Abbagli delle giurie: da Celentano a Vasco
(più Zucchero e Patty)
QUANDO IL FESTIVAL «BOCCIA»
In 58 anni oltre mille canzoni: belle-vincenti, brutte-perdenti-effimere e una aliquota di geniali-incomprese
SANREMO — In 58 anni sono transitate per Sanremo oltre mille canzoni. Che si possono dividere in tre categorie: belle e vincenti, brutte-perdenti-effimere e una aliquota di geniali-incomprese. Caso Adelmo Fornaciari, in arte Zucchero. I critici lo chiamavano «Tonno Nostromo» per via della sua allergia alle camicie alle quali preferiva girocolli particolarmente informali che evocavano il pescatore sull’etichetta delle scatolette. I giurati lo relegarono penultimo (al 21˚ posto su 22 big) in quel festival del 1984 vinto da Albano e Romina con «Ci sarà» e da Ramazzotti fra i giovani con «Terra Promessa».
Zucchero era il brutto anatroccolo, eppure oggi la sua «Donne» (in cerca di guai) viene eseguita, apprezzata ed è diventata un evergreen. Anche uno dei cavalli di battaglia della Mannoia «Come si cambia », brano stravenduto e tutt’ora acclamato nei concerti della cantante, fu relegato dalle giurie solo al 14˚posto. Le giurie di Sanremo non sono totalmente ottuse, tant’è che sia Pausini sia Ramazzotti vinsero nel girone giovani. Ma sono assolutamente insensibili al nuovo che avanza. Ne fece le spese Ruggeri coi suoi Decibel che con «Contessa» finirono all’ultimo posto dell’edizione 1980 e, ancor di più, tanto tempo prima, Adriano Celentano che nel 1966 non arrivò in finale perché fu eliminato col suo «Ragazzo della via Gluck». Che non parlava d’amore e portava tematiche originali come l’urbanistica e l’ambiente. Una esclusione sconfessata dalla storia, uguale solo a quel penultimo posto nel festival del 1983 per «Vita spericolata», che arrivava dopo una violenta campagna antivasco partita da un violento attacco di Nantas Salvalaggio all’indomani di una apparizione del rocker di Zocca a «Domenica In» che accusava senza mezzi termini Vasco: «Un bell’ebete, anzi un ebete piuttosto bruttino, malfermo sulle gambe, con gli occhiali fumè dello zombie, dell’alcolizzato, del drogato “fatto”».

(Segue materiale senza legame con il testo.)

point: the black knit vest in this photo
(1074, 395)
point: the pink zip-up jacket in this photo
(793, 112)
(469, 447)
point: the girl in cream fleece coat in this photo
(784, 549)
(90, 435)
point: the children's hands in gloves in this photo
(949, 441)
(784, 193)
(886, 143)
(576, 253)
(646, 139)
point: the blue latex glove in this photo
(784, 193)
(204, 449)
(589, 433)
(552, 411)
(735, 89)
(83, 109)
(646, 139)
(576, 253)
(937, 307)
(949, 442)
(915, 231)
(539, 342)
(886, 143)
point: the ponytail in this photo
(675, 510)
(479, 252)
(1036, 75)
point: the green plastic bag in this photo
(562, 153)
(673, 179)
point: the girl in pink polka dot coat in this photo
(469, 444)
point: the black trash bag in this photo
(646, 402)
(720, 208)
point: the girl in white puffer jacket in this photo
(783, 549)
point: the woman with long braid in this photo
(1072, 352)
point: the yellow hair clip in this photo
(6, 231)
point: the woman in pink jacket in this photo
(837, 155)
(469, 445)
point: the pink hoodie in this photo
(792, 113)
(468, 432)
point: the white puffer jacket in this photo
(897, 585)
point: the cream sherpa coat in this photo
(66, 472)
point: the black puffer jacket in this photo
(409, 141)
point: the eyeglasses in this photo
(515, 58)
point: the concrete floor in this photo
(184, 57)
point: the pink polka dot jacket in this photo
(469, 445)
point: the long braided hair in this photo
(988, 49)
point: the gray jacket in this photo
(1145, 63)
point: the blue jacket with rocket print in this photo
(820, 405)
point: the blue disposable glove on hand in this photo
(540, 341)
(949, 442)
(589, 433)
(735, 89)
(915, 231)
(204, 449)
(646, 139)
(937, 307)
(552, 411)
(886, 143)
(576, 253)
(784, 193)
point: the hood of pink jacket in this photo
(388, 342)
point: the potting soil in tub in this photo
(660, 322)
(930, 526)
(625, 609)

Vasco in quei giorni era sparito, non aveva concesso interviste, aveva disertato le prove e scontava un clima davvero ostile. La canzone bocciata è tutt’ora il simbolo del popolo vaschiano, del malessere, dell’egocentrismo e dell’intrinseca debolezza di tutti noi in continuo conflitto fra grandi aspirazioni e un quotidiano in bianco e nero. Non venne capita dalle giurie e tutto sommato poco anche dai critici. Conservatrice dunque è l’anima giudicante di Sanremo. Rimasta tale anche in tempi recenti. Nel 2002 «Salirò », di Daniele Silvestri, che fu una delle canzoni più trasmesse dalle radio di quell’edizione, si classificò al 14˚ posto. E i gruppo rivelazione di questi anni, i Negramaro, nel 2005 in gara con «Mentre tutto scorre», fu eliminata nella terza serata. Poi la canzone è esplosa ed è tutt’ora venduta e programmata. Nemmeno le alleanze fra titani come Patty Pravo, Gaetano Curreri e Vasco Rossi con una canzone capolavoro come «E dimmi che non vuoi morire» ha smosso l’insensibilità dei giudici popolari del festival. La canzone si classificò ottava nell’edizione del 1997 vinta dai Jalisse con «Fiumi di parole». E «Almeno tu nell’universo» di Mia Martini del 1989 arrivò appena al nono posto. Quest’anno la nostra caccia al genio incompreso non è andata bene. Lasceremo Sanremo col carniere vuoto.